Sodium-ion batteries manufacturer Aquion Energy is back in operation – under new ownership and with a new name – after emerging from Chapter 11 bankruptcy in the US.
Aquion, now known as AEI Winddown, has been acquired in a bankruptcy auction by “a majority-American joint venture” for what Bloomberg said was $9.16 million.
Aquion founder Dr Jay Whitacre (pictured) told the technical journal of the Massachusetts Institute of Technology (MIT) the JV behind the deal was Juline-Titans LLC – which is reportedly linked to Chinese investment holding company China Titans Energy Technology Group.
Whitacre told MIT Aquion’s new owner “brings along financial strength, manufacturing expertise, and direct connections to big energy operations in China, addressing crucial challenges Aquion faced trying to go it alone”.
Whitacre added: “The new backers intend to invest tens of millions more to put the company back on track, re-establishing the supply chain and setting up manufacturing over the course of at least the next six months.”
According to Whitacre, AEI will focus on supplying batteries to “small grid operators and renewable projects, mainly in developing countries”.
Aquion introduced its low-cost seawater electrolyte battery – the Aqueous Hybrid Ion (AHI) – in 2008. However, the company filed for bankruptcy protection in March this year. The move came as a surprise, after Global Cleantech handed Aquion a North American Company of the Year Award. The firm slashed its workforce by around 80% and left only a core R&D team.

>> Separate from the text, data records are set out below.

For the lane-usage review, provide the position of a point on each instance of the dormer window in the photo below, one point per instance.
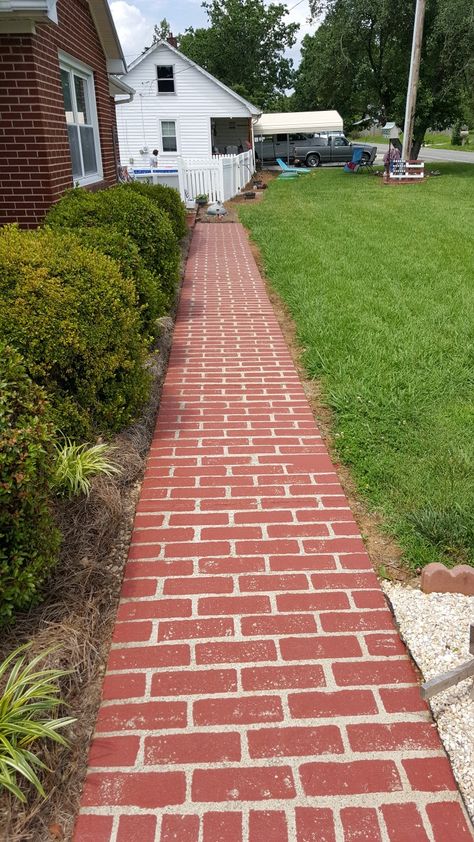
(165, 76)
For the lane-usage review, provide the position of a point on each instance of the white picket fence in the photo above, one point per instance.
(219, 177)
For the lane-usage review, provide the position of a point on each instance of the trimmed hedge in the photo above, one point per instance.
(132, 215)
(74, 319)
(151, 299)
(168, 200)
(29, 541)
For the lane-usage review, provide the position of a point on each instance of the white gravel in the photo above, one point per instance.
(435, 627)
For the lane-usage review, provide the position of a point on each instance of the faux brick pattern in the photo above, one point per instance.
(256, 688)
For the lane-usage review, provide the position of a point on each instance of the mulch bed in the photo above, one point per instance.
(78, 613)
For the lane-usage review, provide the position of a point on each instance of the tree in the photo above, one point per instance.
(161, 31)
(244, 47)
(358, 61)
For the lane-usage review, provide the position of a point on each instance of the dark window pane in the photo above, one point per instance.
(66, 86)
(165, 77)
(169, 144)
(165, 86)
(165, 71)
(73, 133)
(82, 100)
(88, 150)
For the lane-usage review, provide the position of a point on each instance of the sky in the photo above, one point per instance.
(135, 20)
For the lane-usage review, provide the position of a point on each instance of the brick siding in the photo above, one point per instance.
(34, 149)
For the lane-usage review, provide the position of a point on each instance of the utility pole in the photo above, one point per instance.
(413, 78)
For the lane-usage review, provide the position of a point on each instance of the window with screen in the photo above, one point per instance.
(81, 122)
(169, 142)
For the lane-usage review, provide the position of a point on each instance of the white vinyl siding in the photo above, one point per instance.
(80, 113)
(196, 101)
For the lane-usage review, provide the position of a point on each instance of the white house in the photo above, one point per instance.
(203, 130)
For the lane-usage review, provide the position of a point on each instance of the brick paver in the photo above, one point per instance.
(256, 687)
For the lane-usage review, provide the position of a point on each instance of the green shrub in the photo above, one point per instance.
(151, 298)
(74, 319)
(29, 542)
(456, 139)
(126, 211)
(168, 200)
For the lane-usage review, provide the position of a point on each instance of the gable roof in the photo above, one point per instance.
(251, 108)
(107, 33)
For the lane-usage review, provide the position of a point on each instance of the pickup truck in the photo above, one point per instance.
(310, 150)
(329, 150)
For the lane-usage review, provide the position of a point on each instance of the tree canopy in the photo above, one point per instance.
(358, 61)
(244, 47)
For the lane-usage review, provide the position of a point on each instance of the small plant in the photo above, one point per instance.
(27, 704)
(29, 540)
(76, 464)
(456, 139)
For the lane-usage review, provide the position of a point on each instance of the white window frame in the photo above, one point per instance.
(72, 65)
(176, 123)
(166, 93)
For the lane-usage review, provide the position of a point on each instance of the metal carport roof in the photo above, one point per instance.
(298, 121)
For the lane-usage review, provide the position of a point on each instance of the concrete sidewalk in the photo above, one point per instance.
(256, 689)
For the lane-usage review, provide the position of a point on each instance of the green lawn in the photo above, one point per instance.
(432, 139)
(380, 282)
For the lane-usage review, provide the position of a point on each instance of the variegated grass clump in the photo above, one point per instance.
(77, 464)
(28, 704)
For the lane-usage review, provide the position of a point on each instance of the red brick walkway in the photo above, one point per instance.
(256, 688)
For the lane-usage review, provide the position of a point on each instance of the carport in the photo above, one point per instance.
(308, 122)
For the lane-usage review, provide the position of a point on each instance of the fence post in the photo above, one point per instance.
(220, 162)
(181, 185)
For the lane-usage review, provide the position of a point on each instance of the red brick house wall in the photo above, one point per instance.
(35, 163)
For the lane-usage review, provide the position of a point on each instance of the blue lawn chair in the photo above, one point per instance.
(285, 168)
(354, 164)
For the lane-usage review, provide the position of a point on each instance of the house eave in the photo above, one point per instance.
(107, 33)
(22, 15)
(252, 109)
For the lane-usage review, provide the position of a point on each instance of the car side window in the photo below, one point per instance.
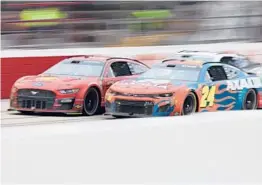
(226, 60)
(217, 73)
(120, 68)
(231, 72)
(137, 68)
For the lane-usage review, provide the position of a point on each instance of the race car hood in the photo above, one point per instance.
(147, 86)
(255, 69)
(53, 82)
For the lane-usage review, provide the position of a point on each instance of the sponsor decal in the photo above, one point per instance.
(34, 92)
(244, 83)
(47, 78)
(148, 82)
(38, 84)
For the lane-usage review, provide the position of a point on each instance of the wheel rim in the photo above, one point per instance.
(250, 102)
(91, 102)
(189, 105)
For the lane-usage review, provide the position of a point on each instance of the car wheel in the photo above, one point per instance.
(250, 101)
(120, 117)
(190, 104)
(91, 102)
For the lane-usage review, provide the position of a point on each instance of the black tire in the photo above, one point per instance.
(26, 112)
(92, 102)
(190, 104)
(250, 101)
(119, 117)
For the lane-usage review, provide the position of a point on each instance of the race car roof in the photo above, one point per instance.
(170, 62)
(211, 56)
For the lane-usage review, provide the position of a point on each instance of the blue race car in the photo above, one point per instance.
(182, 87)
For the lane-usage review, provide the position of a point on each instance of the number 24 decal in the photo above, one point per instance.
(208, 96)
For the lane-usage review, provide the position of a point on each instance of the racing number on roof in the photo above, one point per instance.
(208, 96)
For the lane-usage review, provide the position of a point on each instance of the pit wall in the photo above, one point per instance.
(18, 63)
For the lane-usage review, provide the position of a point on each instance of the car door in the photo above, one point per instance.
(119, 69)
(214, 92)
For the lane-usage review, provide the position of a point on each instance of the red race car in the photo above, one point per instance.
(76, 85)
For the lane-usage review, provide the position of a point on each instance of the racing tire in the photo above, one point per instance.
(92, 102)
(26, 112)
(190, 104)
(119, 117)
(250, 101)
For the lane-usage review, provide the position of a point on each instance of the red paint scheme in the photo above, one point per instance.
(55, 83)
(15, 68)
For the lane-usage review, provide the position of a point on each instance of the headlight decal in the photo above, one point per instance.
(68, 91)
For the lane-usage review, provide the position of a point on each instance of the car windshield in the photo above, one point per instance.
(77, 68)
(190, 73)
(241, 62)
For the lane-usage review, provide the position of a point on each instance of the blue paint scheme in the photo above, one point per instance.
(223, 99)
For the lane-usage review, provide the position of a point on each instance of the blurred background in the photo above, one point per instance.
(58, 24)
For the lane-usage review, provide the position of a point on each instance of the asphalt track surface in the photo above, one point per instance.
(14, 118)
(219, 147)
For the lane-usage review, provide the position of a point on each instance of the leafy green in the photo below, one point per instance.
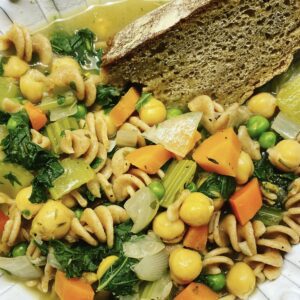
(107, 96)
(145, 97)
(78, 258)
(119, 278)
(80, 45)
(216, 186)
(265, 171)
(19, 149)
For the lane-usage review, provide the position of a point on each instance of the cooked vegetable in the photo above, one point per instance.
(157, 188)
(196, 237)
(256, 125)
(166, 229)
(219, 153)
(263, 104)
(177, 134)
(3, 219)
(269, 215)
(72, 289)
(19, 249)
(19, 149)
(13, 178)
(197, 291)
(120, 279)
(196, 209)
(80, 45)
(153, 112)
(37, 118)
(152, 267)
(76, 173)
(241, 280)
(149, 158)
(125, 107)
(21, 267)
(267, 139)
(179, 173)
(173, 112)
(246, 202)
(56, 130)
(185, 265)
(215, 281)
(142, 208)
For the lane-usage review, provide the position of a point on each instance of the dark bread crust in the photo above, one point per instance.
(222, 48)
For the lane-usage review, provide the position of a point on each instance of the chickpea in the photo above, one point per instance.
(153, 112)
(53, 221)
(285, 155)
(15, 67)
(166, 229)
(185, 265)
(263, 104)
(196, 209)
(245, 168)
(32, 86)
(240, 280)
(27, 208)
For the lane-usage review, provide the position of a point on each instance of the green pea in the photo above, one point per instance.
(173, 112)
(20, 249)
(81, 111)
(191, 187)
(215, 281)
(157, 188)
(78, 213)
(267, 139)
(256, 125)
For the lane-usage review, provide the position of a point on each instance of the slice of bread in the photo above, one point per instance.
(221, 48)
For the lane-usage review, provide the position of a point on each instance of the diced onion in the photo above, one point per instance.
(152, 267)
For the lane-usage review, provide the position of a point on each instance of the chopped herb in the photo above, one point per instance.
(12, 179)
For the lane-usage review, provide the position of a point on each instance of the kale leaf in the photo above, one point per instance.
(216, 186)
(107, 96)
(120, 279)
(80, 45)
(78, 258)
(19, 148)
(265, 171)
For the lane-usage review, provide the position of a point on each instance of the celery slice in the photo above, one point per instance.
(178, 174)
(55, 131)
(13, 178)
(77, 172)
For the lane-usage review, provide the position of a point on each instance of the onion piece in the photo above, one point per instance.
(21, 267)
(141, 246)
(152, 267)
(142, 208)
(285, 127)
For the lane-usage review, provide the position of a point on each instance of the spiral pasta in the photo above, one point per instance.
(99, 222)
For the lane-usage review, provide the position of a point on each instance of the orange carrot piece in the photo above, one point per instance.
(125, 107)
(3, 219)
(247, 201)
(37, 118)
(149, 158)
(72, 289)
(196, 237)
(197, 291)
(219, 153)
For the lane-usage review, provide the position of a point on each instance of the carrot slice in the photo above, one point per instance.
(37, 118)
(125, 107)
(72, 289)
(149, 158)
(197, 291)
(219, 153)
(196, 237)
(247, 201)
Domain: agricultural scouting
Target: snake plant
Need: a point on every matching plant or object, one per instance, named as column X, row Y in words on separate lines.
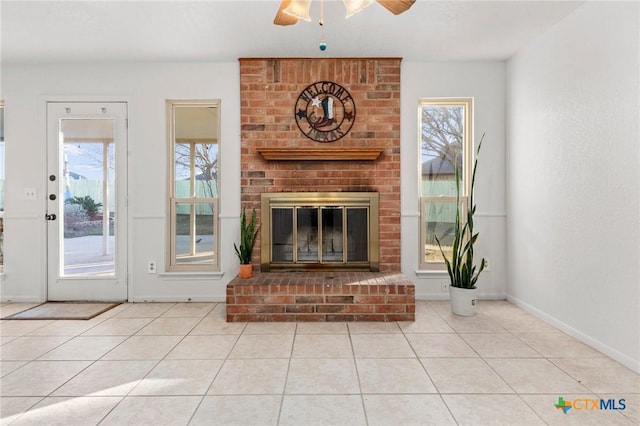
column 248, row 236
column 463, row 273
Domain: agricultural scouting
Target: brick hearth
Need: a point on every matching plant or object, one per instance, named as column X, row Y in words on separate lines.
column 321, row 296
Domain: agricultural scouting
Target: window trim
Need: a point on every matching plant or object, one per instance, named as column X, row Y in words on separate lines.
column 171, row 266
column 467, row 150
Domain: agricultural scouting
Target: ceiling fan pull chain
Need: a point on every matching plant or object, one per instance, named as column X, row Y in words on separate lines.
column 323, row 44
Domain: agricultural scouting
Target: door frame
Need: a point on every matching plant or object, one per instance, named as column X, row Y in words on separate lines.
column 43, row 102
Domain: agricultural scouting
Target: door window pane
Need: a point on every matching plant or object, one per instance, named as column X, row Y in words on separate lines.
column 87, row 170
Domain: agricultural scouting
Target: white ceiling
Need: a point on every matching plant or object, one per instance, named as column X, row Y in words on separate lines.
column 222, row 31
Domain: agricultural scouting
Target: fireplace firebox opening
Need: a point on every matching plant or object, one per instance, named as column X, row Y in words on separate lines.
column 307, row 231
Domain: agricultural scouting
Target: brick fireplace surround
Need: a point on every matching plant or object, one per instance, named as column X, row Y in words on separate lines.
column 268, row 92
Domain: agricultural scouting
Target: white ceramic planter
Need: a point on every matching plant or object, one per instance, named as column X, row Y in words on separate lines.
column 463, row 300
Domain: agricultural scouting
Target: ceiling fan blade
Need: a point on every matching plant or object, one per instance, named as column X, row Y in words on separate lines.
column 397, row 6
column 281, row 17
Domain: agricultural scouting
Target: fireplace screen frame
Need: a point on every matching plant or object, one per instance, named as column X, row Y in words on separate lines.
column 319, row 200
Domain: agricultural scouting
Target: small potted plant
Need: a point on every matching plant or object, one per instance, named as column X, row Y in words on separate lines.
column 248, row 236
column 463, row 273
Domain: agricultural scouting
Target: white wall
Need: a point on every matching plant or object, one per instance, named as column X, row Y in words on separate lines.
column 573, row 181
column 485, row 83
column 145, row 86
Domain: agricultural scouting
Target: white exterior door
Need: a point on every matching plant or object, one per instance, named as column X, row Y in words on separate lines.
column 86, row 201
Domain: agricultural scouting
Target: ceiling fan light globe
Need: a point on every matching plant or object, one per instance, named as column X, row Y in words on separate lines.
column 355, row 6
column 299, row 9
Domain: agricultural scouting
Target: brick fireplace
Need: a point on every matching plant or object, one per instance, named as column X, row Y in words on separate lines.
column 277, row 157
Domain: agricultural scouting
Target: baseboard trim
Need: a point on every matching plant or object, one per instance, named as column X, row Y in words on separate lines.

The company also halted all factory operations and ceased marketing and sales.
Aquion’s then CEO Scott Pearson said creating a new electrochemistry and an associated battery platform at commercial scale had been “extremely complex, time-consuming and very capital intensive”.
Pearson said despite the company’s efforts it had been “unable to raise the growth capital needed to continue operating as a going concern”.